- It could rain, hard, and you could wake up to a surprise you may not like.
Have you ever been to a dairy farm? Maybe you grew up on one or had a neighbor who was a farmer, so you know what they’re like.
Lots of cows, usually some chickens and other animals live on the grounds. And lots of land. Usually acres upon acres of land.
The work of a farmer is never done and they start at dawn and finish at dusk, only because they have lost the light of the day. But, when this dairy farmer woke up, it turned out that he lost a lot more than the light from the day before.
He had lost land. A lot of it. And not lost as in auctioned off or sold, either.
Colin Tremain woke up one morning to see a part of his land, literally sunken into the ground and gone. It turns out the rain washed the land away, or at least allowed it to be washed away, as the earth opened up into a 60,000 year old sinkhole.
The sinkhole is HUGE. It’s so big you could fit two football fields in its length and 4 double-decker buses in its depth. Apparently, Tremain was lucky it was just his fields, and not his house!

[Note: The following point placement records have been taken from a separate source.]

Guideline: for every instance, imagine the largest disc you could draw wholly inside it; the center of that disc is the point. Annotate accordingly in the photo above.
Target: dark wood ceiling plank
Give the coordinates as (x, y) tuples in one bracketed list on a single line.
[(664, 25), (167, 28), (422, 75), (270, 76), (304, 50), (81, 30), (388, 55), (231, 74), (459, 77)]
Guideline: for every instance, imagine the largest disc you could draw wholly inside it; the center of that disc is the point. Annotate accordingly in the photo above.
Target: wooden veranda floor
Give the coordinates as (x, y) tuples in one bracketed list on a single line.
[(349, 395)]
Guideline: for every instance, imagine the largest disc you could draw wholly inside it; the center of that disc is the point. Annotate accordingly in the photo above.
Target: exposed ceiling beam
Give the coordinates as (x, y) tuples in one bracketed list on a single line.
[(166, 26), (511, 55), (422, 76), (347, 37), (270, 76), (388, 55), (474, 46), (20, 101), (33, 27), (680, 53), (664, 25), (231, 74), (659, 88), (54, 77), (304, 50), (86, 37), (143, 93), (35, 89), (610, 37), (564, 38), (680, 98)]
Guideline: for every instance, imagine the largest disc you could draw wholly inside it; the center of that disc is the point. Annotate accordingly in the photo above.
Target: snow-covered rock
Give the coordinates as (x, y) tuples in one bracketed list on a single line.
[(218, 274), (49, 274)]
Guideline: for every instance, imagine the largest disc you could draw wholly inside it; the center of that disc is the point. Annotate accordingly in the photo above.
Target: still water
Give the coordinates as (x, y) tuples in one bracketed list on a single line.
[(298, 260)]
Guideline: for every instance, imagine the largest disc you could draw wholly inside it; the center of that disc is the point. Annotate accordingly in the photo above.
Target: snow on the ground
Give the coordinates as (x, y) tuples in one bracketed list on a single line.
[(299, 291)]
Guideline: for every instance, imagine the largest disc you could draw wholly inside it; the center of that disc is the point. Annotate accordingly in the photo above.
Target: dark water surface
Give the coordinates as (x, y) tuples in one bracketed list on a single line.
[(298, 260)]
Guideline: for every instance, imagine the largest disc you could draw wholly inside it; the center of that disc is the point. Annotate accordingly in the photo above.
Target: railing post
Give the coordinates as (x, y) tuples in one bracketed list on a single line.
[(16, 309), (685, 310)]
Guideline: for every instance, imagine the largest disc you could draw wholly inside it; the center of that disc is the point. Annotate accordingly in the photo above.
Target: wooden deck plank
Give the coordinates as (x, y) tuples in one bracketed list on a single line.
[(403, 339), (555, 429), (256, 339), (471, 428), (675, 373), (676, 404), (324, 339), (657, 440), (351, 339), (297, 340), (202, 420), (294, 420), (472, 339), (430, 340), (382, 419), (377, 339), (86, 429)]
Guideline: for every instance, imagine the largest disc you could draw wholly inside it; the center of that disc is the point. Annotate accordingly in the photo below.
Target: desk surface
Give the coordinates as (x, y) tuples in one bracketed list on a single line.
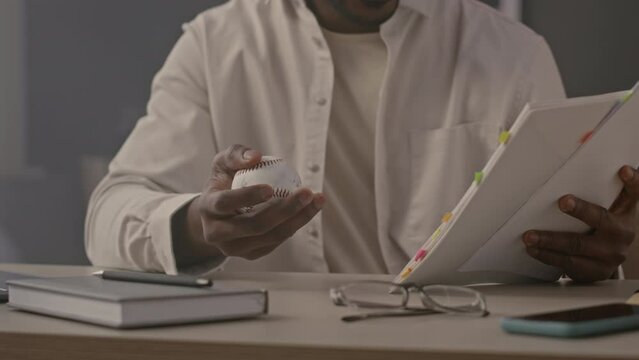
[(303, 324)]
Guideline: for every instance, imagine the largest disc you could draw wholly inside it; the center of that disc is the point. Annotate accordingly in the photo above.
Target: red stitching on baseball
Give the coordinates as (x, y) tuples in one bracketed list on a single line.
[(280, 193), (261, 164)]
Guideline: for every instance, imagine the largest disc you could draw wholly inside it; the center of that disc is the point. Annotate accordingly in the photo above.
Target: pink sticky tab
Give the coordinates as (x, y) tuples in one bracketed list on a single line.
[(585, 137), (421, 254)]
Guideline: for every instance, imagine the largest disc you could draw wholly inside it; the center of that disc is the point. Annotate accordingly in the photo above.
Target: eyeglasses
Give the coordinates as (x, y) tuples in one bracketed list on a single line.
[(395, 299)]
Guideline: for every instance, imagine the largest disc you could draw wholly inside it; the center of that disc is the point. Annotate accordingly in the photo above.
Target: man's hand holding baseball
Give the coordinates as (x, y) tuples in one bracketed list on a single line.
[(594, 256), (215, 224)]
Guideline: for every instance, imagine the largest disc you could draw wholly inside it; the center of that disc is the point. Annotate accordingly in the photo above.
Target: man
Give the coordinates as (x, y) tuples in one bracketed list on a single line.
[(385, 108)]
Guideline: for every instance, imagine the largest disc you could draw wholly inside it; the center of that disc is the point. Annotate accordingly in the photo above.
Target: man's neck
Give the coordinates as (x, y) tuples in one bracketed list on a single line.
[(352, 16)]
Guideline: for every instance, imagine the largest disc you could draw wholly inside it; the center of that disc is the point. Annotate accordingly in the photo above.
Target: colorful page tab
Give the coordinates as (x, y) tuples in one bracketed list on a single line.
[(504, 136)]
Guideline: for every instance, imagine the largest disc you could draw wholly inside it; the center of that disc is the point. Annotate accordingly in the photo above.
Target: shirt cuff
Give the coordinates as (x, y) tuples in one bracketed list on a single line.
[(161, 234)]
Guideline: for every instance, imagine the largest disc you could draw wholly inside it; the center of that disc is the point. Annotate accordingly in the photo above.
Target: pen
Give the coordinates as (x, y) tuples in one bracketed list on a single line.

This has been called the largest sinkhole ever seen by more than one volcanologist. “What I see in the bottom of this hole is the original 60,000-year-old volcanic deposit that came out of this crater,” Said Volcano Information Specialist Bradley Scott. “Then there’s a stack of about 10 to 12 metres of sediment sitting on top of it from lakes that have formed in this crater the top three metres is volcanic ash.”
This part of New Zealand is especially prone to geothermal activity. And because water dissolves limestone and other material below the earth’s surface, it’s easy to see why a heavy rain and flash flooding could easily do damage.
No one was hurt and there was no damage to private property, this could have been much worse.